Description
Infer the species tree from unrooted gene trees using MDC criterion. The input gene trees must be specified in the Rich Newick Format. Gene trees must be unrooted. The generated output trees will also be generated in the rich newick format.
Usage
Infer_ST_MDC_UR (gene_tree_ident1 [, gene_tree_ident2...]) [-e proportion] [-x] [-b threshold] [-a taxa map] [-ur] [-t time] [result output file]
gene_tree_ident1 [, gene_tree_ident2...] | Comma delimited list of gene tree identifiers. See details. | mandatory |
-e proportion | Get optimal and sub-optimal trees. | optional |
-x | Use all clusters in generation. | optional |
-b threshold | Specifies bootstrap threshold. Edges in the gene trees that have support lower than threshold will be contracted. | optional |
-a taxa map | Gene tree / species tree taxa association. | optional |
-ur | Allow non-binary species tree generation. | optional |
-t time | Limit search time to time minutes. | optional |
result output file | Optional file destination for command output. | optional |
By default, the method returns the optimal tree. But the option -e allows the users to get the optimal tree and a set of sub-optimal trees. If the optimal tree has n extra lineages, all the sub-optimal trees that have extra lineages less than (1+proportion/100)*n will be returned with the optimal tree.
By default, the method uses clusters induced from gene trees to infer species tree. However, the option -x allows users to specify using all possible clusters to infer species tree.
If input gene trees have bootstrap values a threshold can be set with the -b
option.
By default, the method will always return a binary species tree. But users can use option -ur
to allow non-binary species tree. If the gene trees are not binary and the degree of resolution are low, it is recommended to use this option. Otherwise, the program will do some exhaustive search for a binary species tree. In this case, users can also use option -t
to limit the search time. The time is in the unit of minutes.
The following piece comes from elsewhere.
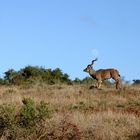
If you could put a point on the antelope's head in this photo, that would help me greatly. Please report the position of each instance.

By default, it is assumed that only one individual is sampled per species in gene trees. However, the option -a
allows multiple alleles to be sampled.
Examples
#NEXUS BEGIN NETWORKS; Network g1 = ((((a:5,b:5):4,c:9):3,d:12):3,e:15); Network g2 = ((a:6,b:6):11,((c:12,e:12):2,d:14):3); Network g3 = ((a:8,c:8):7,((b:14,e:14):1,d:15)); END; BEGIN PHYLONET; Infer_ST_MDC_UR (g1, g2, g3); END
#NEXUS BEGIN NETWORKS; Network g1 = ((((a1::.5,b1::.5)::.5,c::.5)::.5,d::.5)::.5,e::.5)::.5; Network g2 = ((a2::.5,b2::.5)::.5,((c::.5,e::.5)::.5,d::.5)::.5)::.5; Network g3 = ((a::.5,c::.5)::.5,((b::.5,e::.5)::.5,d::.5)::.5)::.5; END; BEGIN PHYLONET; InferST_MDC_UR (g1, g2, g3) -b .5 -e .2 -x -ur -t 1 -a <z:a1,a2,a; y:b1,b2,b; c:c; d:d; e:e>; END;
Command Refernces
- Y. Yu, T. Warnow, and L. Nakhleh. Algorithms for MDC-based multi-locus phylogeny inference. The 15th Annual International Conference on Research in Computational Molecular Biology (RECOMB), pages 531--545, 2011. LNBI 6577.